Hi, I'm really interested in film production and was wondering if it was possible to just get an experience of learning more about it. Is it possible to go to the Toronto Film School and apply for a course as a highschool student? Or is the school just for people who have graduated highschool?


----------



## TSMG

Hi All,

I am the Founder of the Toronto Screenwriters Meetup Group.

I went to Vancouver Film School - to be honest if you want to learn the industry, some of the best ways are to simply get out there and get involved.

Our screenwriters organization is a great place to start, we offer workshops, seminars, discounts on services, and so much more for prices geared towards the student budget.

Check out our latest event on Bravo!FACT funding opportunities.

[TSMG] Bravo!FACT: How To Be Funding Ready! - Feat. Judy Gladstone + PRIZES Only $10.00 ! ! !

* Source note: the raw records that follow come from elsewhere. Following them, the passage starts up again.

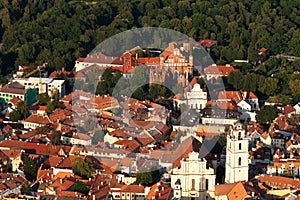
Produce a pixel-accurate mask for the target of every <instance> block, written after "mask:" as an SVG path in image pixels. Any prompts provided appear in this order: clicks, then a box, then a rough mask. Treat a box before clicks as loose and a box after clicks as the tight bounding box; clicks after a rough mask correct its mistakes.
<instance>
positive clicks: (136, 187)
mask: <svg viewBox="0 0 300 200" xmlns="http://www.w3.org/2000/svg"><path fill="white" fill-rule="evenodd" d="M121 192H127V193H129V192H130V193H144V192H145V187H144V186H142V185H124V186H122V187H121Z"/></svg>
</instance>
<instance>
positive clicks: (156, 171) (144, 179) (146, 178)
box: [136, 166, 161, 186]
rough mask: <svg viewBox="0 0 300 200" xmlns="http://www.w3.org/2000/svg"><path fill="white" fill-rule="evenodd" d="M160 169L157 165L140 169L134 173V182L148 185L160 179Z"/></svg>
mask: <svg viewBox="0 0 300 200" xmlns="http://www.w3.org/2000/svg"><path fill="white" fill-rule="evenodd" d="M160 176H161V174H160V170H159V169H158V168H157V167H154V166H152V167H150V169H140V170H139V171H138V173H137V175H136V182H137V183H140V184H142V185H145V186H150V185H152V184H153V183H156V182H157V181H159V180H160Z"/></svg>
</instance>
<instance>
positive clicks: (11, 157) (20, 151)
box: [0, 149, 22, 159]
mask: <svg viewBox="0 0 300 200" xmlns="http://www.w3.org/2000/svg"><path fill="white" fill-rule="evenodd" d="M0 151H2V152H3V153H4V154H5V155H6V156H7V157H9V158H10V159H16V158H18V157H20V156H21V153H22V151H21V150H4V149H2V150H0Z"/></svg>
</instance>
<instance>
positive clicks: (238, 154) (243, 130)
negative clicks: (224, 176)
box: [225, 124, 249, 183]
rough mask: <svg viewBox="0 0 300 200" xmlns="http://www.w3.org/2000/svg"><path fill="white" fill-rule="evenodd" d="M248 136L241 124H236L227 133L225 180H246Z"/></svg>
mask: <svg viewBox="0 0 300 200" xmlns="http://www.w3.org/2000/svg"><path fill="white" fill-rule="evenodd" d="M248 142H249V138H248V136H247V135H246V133H245V130H244V129H243V127H242V125H241V124H236V125H235V126H234V127H233V128H232V129H231V130H230V133H229V134H228V135H227V145H226V166H225V182H226V183H235V182H239V181H248V171H249V166H248V165H249V159H248Z"/></svg>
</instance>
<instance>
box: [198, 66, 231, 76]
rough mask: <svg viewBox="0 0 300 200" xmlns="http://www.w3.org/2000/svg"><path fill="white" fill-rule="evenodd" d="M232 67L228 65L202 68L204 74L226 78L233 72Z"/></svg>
mask: <svg viewBox="0 0 300 200" xmlns="http://www.w3.org/2000/svg"><path fill="white" fill-rule="evenodd" d="M234 70H236V69H234V68H233V67H232V66H230V65H225V66H223V65H210V66H208V67H206V68H204V74H216V75H222V76H228V75H229V74H230V72H232V71H234Z"/></svg>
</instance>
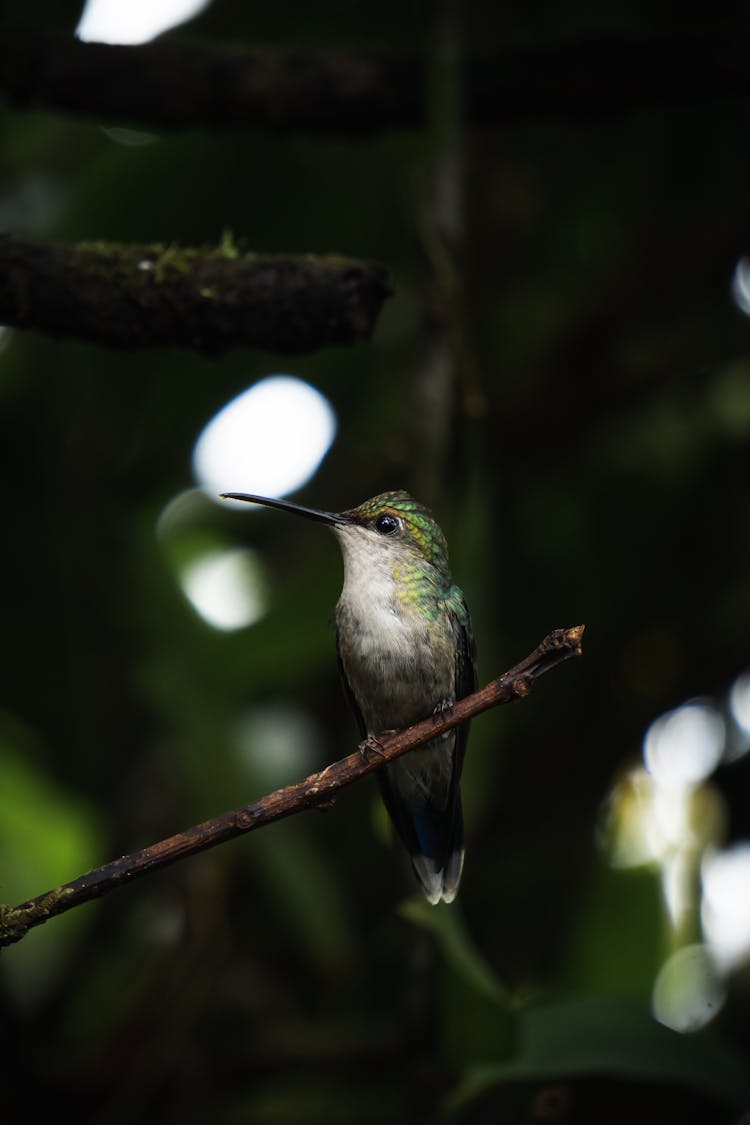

Check it out at  [TSMG] Home Page http://www.meetup.com/screenwriters-240/


----------



## mythkiller

So finally is TFS a good place go to?


----------



## mythkiller

im thinking of joining that school as well, the fee is 40,000$ now by the way, international fee!


----------



## Mike_V

Closing this thread because it's over 5 years old and as the Site Rules have said, Please do not resurrect old threads. 
At this point, it's cleaner to start a new one with fresh info.


----------